God has a plan for each of our lives. He doesn’t force us into His mold and He doesn’t usually yank us back by the hair when we stray too far from it. But He does shepherd us in the right direction. Sometimes that shepherding is more forceful than other times, but in ALL “course corrections” you can be certain that He will not abandon you in the middle of it. Nor will He adapt His plan to fit yours or mine. Our deviations have consequences though. The consequence for God was Jesus’ substitution work when man took a wrong turn. That consequence is the only thing that makes it possible for us to enjoy the completion of His plan in our lives.
The two biggest lessons I’m taking from today’s reading is: 1) God really doesn’t need my help, only my obedience and 2) I’m never so far from His will that He can’t bring me back WHEN I listen.
Father God, I’m sorry for the consequences I have evoked in my life and those that I have been in contact with when I deviate from You plan.

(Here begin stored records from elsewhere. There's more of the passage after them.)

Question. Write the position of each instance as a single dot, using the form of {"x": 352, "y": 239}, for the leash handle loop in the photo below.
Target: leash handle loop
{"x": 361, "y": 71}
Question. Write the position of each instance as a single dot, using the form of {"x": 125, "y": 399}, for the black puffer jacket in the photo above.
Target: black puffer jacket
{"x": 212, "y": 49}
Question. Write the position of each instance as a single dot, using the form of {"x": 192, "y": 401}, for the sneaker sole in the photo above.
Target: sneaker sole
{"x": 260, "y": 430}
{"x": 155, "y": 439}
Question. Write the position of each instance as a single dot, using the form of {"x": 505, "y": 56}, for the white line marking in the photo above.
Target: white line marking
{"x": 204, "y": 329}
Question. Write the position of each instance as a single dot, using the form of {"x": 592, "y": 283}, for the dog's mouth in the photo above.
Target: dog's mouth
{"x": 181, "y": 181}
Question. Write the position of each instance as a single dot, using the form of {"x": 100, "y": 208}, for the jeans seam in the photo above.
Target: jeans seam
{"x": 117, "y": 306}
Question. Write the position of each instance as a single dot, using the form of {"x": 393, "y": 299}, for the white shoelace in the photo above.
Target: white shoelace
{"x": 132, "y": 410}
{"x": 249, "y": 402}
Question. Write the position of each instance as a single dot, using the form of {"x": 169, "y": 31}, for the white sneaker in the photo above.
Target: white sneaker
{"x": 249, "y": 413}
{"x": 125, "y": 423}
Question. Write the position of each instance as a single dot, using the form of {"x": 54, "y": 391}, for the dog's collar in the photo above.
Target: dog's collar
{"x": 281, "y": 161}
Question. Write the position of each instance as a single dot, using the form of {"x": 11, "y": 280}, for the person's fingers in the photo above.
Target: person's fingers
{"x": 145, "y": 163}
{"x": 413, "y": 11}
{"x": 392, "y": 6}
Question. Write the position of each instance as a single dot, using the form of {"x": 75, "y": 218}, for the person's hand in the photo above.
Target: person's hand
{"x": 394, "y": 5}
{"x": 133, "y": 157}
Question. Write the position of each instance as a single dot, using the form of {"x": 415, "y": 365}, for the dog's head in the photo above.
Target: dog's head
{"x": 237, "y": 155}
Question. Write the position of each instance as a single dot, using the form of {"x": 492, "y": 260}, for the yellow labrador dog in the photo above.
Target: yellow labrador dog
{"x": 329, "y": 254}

When I try to “help” instead of “wait” I get into a LOT of trouble. I know I have been spared many consequences and I’m VERY grateful for that! Remind me of this lesson and my own lessons when I’m again tempted to rush ahead and do things my way instead of seeking Your direction.
Thank You Lord Jesus for making a way that I can finally see God’s plan come to be in my life. Without You NOTHING but death would await me. Thank You for giving me life!
Holy Spirit, thank You for the lessons today and the different perspective on this story. I had never thought deeper than Sarai trying to “help” God out. I never stopped to really wonder why, until You opened that avenue of investigation. I firmly believe You are the initiator if not author of my “bench questions” list.